En ce qui concerne les moyens invoqués à l’appui des conclusions à fin d’annulation :
5. En premier lieu, contrairement à ce que soutient M. A… il a été entendu sur sa situation administrative ainsi qu’il ressort du procès-verbal d’audition par les forces de police versé au dossier. En tout état de cause, M. A… ne se prévaut d’aucun élément pertinent qu’il aurait été empêché de faire valoir et qui aurait pu influer sur le sens de la décision prise. Par suite, le moyen tiré de la méconnaissance du droit d’être entendu doit être écarté.
6 En deuxième lieu, si, M. A…, interpellé pour des faits d’arrestation, d’enlèvement, détention arbitraire et séquestration sur personne vulnérable soutient qu’il était en séjour régulier sur le territoire national, il ressort des pièces du dossier d’une part qu’il déclare lui-même ne pas avoir été cherché son récépissé de demande de titre de séjour et que d’autre part, et en tout état de cause, une décision implicite de rejet sur une telle demande était nécessairement intervenue à la date de décision contestée. Dès lors, le moyen tiré de l’erreur de fait sur sa situation au regard du droit du séjour ne peut qu’être écarté.

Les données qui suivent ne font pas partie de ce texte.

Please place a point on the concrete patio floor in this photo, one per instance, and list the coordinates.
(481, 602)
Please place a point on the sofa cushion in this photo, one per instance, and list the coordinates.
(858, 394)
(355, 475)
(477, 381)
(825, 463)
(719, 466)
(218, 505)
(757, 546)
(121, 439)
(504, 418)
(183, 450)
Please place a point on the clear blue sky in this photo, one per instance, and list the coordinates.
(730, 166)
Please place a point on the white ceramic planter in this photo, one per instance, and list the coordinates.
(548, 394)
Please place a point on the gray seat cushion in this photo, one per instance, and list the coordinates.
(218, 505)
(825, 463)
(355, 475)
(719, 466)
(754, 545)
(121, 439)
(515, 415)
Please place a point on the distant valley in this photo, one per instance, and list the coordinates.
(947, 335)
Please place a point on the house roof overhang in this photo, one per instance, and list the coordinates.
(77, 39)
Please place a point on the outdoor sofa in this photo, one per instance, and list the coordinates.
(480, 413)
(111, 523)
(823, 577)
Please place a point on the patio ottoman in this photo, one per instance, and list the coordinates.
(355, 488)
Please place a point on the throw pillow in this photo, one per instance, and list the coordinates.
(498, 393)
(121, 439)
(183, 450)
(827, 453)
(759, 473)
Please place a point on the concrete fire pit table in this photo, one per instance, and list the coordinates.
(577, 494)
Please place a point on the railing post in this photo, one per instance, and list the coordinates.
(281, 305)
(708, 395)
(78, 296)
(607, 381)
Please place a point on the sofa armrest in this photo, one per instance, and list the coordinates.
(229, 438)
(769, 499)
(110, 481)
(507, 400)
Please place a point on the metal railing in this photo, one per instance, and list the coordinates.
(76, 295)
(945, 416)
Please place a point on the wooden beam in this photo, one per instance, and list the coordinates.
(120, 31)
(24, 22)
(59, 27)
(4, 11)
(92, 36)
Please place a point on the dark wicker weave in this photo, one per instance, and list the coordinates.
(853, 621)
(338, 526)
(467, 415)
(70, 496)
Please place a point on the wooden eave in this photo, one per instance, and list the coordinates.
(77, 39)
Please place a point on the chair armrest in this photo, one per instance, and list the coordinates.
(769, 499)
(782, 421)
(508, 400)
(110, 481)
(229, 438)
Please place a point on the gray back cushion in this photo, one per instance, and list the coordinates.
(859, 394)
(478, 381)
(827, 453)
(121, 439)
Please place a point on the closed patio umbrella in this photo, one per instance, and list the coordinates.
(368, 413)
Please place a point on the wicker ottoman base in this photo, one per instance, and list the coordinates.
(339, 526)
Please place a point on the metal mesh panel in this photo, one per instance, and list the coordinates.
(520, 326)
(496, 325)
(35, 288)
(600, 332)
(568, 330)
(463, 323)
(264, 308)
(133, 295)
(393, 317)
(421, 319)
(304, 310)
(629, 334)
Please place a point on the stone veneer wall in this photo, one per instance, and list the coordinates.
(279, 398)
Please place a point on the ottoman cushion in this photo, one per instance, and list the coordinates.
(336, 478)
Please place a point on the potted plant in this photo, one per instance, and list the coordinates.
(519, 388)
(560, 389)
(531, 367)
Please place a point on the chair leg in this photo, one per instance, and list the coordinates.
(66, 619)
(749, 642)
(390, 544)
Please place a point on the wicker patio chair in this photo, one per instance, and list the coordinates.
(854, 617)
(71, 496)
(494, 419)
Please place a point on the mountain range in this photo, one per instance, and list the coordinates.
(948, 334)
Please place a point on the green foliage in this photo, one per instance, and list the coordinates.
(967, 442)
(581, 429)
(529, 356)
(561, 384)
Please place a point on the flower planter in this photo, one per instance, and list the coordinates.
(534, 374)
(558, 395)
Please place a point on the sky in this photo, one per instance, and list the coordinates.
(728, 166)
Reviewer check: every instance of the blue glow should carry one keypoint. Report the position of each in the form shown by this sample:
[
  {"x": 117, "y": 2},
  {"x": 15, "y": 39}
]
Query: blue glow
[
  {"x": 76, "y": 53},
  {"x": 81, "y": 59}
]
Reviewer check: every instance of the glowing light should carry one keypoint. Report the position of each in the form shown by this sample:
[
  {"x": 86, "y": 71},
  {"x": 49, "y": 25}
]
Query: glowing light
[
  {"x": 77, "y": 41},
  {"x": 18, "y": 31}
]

En ce qui concerne les décisions portant refus de départ volontaire et interdiction de retour :
7. Il résulte de ce qui a été dit ci-dessus que la décision portant obligation de quitter le territoire n’est pas entachée d’illégalité. Par suite, M. A… ne peut se prévaloir, par voie d’exception, de l’illégalité de cette décision, pour demander l’annulation de la décision portant refus de départ volontaire et interdiction de retour pour une durée de deux ans.
Sur les conclusions aux fins d’injonction et d’astreinte :
8. Le présent jugement, qui rejette les conclusions à fin d’annulation de la décision portant obligation de quitter le territoire, n’implique aucune mesure d’exécution en application des dispositions des articles L. 911-1 et L. 911-2 du code de justice administrative. Par suite, les conclusions aux fin d’injonction et à fin d’astreinte ne peuvent qu’être rejetées.
Sur les frais liés aux instances :
9. Les dispositions de l’article L. 761-1 du code de justice administrative font obstacle à ce que soit mise à la charge de l’État, qui n’est pas la partie perdante dans les présentes instances, la somme que M. A… sollicite au titre des frais exposés et non compris dans les dépens.
D E C I D E :
Article 1er : M. A… est admis, à titre provisoire, au bénéfice de l’aide juridictionnelle.
Article 2 : Le surplus des conclusions des requêtes de M. A… est rejeté.
Article 3: Le présent jugement sera notifié à M. A… B…, au préfet de police et au préfet de la Seine Saint-Denis.
Délibéré après l’audience du 3 septembre 2025, à laquelle siégeaient :
M. Gros, président,
M. Feghouli, premier conseiller,
M. Rebellato, premier conseiller.
Rendu public par mise à disposition du greffe le 25 septembre 2025.
Le rapporteur,
Signé
M. FEGHOULI
Le président,
Signé
L. GROS
La greffière,
Signé
C. CHAKELIAN
La République mande et ordonne au préfet de police en ce qui le concerne et à tous commissaires de justice à ce requis en ce qui concerne les voies de droit commun contre les parties privées, de pourvoir à l’exécution de la présente décision.